Tesla's Semi and next-generation roadster are set to revolutionize the EV industry, but that's only if Elon Musk and Co. can get their batteries to work. Critics have said that the specs that Tesla has publicized are impossible given the current limitations of battery technology.
As Teslarati reported, Musk has claimed the Tesla Semi will be capable of transporting 80,000 pounds for 500 miles. He also said that the electric hauler will be able to recharge to 400 miles in only half an hour. If it happens, this would be a groundbreaking development in the commercial hauling industry. Tesla has also promised that the Roadster would accelerate from 0 to 60 mph in under 2 seconds which would make it the fastest production car in the world.

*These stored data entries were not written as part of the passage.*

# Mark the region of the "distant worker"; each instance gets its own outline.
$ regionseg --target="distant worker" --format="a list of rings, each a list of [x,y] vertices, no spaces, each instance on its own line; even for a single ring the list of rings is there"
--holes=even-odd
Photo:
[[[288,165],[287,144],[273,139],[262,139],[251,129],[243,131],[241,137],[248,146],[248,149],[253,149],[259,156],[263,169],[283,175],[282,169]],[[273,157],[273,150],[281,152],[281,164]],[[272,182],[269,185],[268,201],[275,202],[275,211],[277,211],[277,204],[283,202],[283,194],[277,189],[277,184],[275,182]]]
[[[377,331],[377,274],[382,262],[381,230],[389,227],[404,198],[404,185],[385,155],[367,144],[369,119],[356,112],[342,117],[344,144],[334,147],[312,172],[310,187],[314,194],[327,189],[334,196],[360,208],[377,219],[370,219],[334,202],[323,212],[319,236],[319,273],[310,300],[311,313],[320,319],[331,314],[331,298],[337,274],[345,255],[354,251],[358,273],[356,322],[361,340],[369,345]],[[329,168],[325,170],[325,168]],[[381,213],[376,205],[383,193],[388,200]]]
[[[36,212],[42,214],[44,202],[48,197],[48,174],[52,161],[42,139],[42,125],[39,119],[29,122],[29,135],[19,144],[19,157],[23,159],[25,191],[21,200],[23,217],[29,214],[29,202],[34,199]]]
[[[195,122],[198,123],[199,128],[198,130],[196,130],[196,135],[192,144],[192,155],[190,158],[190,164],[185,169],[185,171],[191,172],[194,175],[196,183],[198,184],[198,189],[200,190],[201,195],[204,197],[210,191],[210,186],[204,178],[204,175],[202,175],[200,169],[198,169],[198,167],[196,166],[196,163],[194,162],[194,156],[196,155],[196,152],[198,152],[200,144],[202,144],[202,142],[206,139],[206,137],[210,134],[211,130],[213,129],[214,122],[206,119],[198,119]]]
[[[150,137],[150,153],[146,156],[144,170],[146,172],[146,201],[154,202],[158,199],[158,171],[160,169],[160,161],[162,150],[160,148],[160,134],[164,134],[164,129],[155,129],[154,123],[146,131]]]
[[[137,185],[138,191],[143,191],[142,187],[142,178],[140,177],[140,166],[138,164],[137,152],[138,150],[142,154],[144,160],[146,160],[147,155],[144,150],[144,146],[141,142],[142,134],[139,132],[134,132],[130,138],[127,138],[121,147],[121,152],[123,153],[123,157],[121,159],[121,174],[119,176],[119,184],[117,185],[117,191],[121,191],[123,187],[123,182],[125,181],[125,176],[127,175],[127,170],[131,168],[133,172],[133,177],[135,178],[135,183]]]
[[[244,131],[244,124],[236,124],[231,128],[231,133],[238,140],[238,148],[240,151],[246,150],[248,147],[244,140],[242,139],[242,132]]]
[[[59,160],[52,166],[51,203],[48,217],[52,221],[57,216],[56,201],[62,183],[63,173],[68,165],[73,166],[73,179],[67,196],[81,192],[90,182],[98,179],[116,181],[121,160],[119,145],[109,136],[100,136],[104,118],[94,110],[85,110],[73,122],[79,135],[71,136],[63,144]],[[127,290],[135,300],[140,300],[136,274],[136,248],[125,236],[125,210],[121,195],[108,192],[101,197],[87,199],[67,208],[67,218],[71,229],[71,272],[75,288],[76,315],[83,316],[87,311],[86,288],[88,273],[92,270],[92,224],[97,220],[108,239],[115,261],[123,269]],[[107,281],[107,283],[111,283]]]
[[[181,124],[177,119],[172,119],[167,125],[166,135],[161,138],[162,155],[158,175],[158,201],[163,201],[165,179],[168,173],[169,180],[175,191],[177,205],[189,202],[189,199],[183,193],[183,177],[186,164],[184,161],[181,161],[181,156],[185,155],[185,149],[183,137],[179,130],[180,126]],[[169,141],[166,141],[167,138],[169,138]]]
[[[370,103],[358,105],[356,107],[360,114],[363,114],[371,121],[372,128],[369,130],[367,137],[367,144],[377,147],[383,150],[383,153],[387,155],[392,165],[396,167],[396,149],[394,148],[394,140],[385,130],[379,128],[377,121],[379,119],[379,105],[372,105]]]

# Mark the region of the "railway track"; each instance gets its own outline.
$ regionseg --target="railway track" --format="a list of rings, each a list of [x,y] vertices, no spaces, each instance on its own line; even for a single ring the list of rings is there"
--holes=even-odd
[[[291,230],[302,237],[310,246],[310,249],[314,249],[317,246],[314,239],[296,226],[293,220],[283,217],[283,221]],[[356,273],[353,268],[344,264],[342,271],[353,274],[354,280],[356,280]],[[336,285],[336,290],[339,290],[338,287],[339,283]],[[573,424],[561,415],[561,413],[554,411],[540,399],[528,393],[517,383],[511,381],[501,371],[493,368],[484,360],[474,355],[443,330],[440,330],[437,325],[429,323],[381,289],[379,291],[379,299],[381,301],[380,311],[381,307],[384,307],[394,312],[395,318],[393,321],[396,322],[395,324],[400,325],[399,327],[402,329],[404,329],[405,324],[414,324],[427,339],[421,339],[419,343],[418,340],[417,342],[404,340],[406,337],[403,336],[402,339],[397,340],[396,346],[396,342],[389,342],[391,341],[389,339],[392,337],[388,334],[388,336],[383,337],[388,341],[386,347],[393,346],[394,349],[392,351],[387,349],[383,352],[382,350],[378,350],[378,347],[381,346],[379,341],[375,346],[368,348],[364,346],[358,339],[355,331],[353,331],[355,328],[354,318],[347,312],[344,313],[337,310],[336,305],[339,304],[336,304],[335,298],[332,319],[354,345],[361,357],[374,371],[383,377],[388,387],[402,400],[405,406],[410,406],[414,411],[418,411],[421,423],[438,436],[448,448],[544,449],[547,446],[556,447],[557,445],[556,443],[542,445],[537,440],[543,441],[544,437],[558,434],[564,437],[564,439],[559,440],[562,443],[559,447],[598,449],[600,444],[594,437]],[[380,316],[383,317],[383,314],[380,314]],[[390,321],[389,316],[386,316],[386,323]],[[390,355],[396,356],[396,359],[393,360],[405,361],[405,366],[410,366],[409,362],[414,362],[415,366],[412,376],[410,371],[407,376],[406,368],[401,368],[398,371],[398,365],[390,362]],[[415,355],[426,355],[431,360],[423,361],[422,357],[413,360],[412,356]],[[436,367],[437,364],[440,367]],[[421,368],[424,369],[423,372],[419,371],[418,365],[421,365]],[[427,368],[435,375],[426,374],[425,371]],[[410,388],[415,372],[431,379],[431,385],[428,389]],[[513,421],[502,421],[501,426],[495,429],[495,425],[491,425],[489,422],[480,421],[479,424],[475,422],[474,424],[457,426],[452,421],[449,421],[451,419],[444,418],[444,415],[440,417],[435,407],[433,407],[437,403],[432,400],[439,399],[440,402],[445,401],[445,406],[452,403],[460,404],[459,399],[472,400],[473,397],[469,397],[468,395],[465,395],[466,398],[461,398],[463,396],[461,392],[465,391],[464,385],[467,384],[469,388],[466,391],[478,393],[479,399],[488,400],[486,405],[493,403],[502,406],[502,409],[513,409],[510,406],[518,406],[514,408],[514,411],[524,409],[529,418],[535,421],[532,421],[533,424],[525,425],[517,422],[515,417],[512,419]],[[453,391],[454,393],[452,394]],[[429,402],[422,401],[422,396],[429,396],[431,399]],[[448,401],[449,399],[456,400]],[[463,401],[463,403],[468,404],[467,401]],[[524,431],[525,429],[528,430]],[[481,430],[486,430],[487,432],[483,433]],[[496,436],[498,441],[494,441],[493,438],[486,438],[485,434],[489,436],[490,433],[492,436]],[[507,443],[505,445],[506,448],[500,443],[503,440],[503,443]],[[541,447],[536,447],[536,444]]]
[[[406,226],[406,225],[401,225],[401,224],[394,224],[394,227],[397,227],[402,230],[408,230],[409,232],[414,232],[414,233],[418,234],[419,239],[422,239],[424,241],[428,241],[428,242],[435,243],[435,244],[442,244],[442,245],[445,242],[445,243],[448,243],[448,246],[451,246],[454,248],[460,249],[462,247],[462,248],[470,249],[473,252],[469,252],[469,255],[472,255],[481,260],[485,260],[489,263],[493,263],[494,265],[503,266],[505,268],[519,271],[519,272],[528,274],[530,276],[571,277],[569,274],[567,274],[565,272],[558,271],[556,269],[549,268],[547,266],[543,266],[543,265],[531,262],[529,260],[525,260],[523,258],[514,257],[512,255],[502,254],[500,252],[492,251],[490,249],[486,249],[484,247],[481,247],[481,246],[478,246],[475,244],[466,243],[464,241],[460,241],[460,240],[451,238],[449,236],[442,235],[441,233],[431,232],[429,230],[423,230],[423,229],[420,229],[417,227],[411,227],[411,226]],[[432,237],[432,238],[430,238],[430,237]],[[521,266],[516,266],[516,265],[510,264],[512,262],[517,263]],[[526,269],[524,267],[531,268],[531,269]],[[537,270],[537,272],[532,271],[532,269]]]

But there's a problem, critics are saying. These ambitious claims aren't supported by the current realities of electric battery capacity. As Bloomberg reported, experts have suggested that Tesla is gambling on improvements in battery technology that don't exist today, but might be created between now and the time that they're ready to deliver these new vehicles.
"I don't think they're lying," Sam Jaffe, battery analyst for Cairn Energy Research, said to Bloomberg. "I just think they left something out of the public reveal that would have explained how these numbers work."Could that "something" be an announcement about battery innovation that Tesla is trying to hide from its competitors?
Experts told Bloomberg that based on the specs Elon Musk outlined, the Tesla Semi would need a battery capacity of between 600 and 1,000 kilowatt hours. That's way more than 5 times the size of the biggest Tesla Model S battery. Given today's battery technology, an 800 kWh battery pack would weigh over 10,000 pounds and be priced much higher than $100,000. If that's the likely cost of the battery, the Tesla starting price for the Semi, $150,000, is minuscule.Elon Musk could be estimating that battery prices will decrease so that they can make a profit on their truck, Teslarati noted. The electric semi tucks won't hit the roads until 2019. The companies who have made pre-orders like Walmart and DHL have made small orders and have indicated that they want to test the vehicle on shorter runs first. This may give Tesla time to adapt before the larger orders start rolling in. Battery prices could be cheaper by that time as well. As for the Roadster, Tesla has promised a fast car that can go for 62o miles on a single charge. Bloomberg's analysts have said that to do so, the electric sedan will require a 200 kWh battery pack which is double the size of Tesla's largest battery. One expert predicted that the company would pile two battery packs one on top of the other, beneath the vehicle's floor. Even with that prediction, he still believes that Tesla is banking on improvements in battery technology to make the Roadster work. And there's good news on that front as battery density has been improving by about 8 percent per year. That's without any notable developments in current battery chemistry.